Generally, logic synthesis is relatively straightforward (apart from the computational complexity) and no creative decisions (like how to insert new signals) have to be made at this stage. In almost all practical cases MPSat will be significantly faster, and will deliver solutions of similar or better quality to Petrify's. Also Petrify occasionally produces wrong solutions in the gC and stdC modes. Hence, the advice is to use MPSat in the following three logic synthesis modes:

  • Complex-gate – each signal is implemented as a Boolean function of arbitrary complexity.
  • Generalised C-element synthesis – each signal is implemented by a state-holding “keeper” (two inverters as in the usual C-element) with pull-up and pull-down networks of transistors, which are not necessarily complementary. These are obtained from the Boolean set and reset functions of arbitrary complexity derived by the tools in this mode. Petrify is known occasionally to derive wrong implementations in this mode, so always verify!
  • Standard C-element synthesis – each signal is implemented by a C-element controlled by two combinational gates implementing “monotonic” set and reset functions (these are bigger than the gC set/reset functions due to the extra monotonicity constraint). Petrify is VERY BUGGY in this mode, so Workcraft does not have the corresponding entry for Petrify in its synthesis menu to discourage its use.

Logic decomposition and technology mapping

CSC is required to be already resolved. If the STG has CSC conflicts, Petrify will silently resolve them before proceeding, whereas MPSat will output an error.
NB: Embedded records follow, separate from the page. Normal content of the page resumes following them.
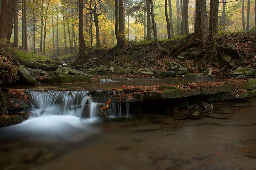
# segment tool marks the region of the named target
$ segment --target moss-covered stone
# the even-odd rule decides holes
[[[22,119],[19,115],[2,115],[0,116],[0,126],[16,125],[22,121]]]
[[[65,75],[43,78],[41,81],[45,83],[60,84],[90,82],[93,81],[93,80],[86,76],[80,75]]]

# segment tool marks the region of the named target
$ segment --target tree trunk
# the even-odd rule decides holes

In this mode the tools try to map the implementation to the gate library. This is the most complicated step in the flow, which often fails. It involves inserting new signals, and so much creativity is required from the tool. Hence the advice is to try both tools and choose the better solution.

Note that:

  • Zero delay inverters are often created in this mode for technical reasons.
  • Petrify is known occasionally to derive wrong implementations in this mode, so always verify!
  • The final optimisation step involving pushing the bubbles around (with the view to reduce the number of inverters and make as many gates negative as possible) and gluing smaller gates into a bigger one wherever possible is not implemented in MPSat, so often one can manually improve the resulting circuit by doing such transformations.
  • There is a performance deterioration issue in MPSat when the library has many gates (we noticed it after moving from petrify.lib to much larger workcraft.lib); this will be fixed eventually.

Timing assumptions

Petrify supports relative timing assumptions. These are not implemented in MPSat, and are not supported via Workcraft GUI (apart from zero delay inverters and buffers), and disrupt the speed-independent design flow. If timing assumptions are required, one has to fall back on Petrify's command-line interface.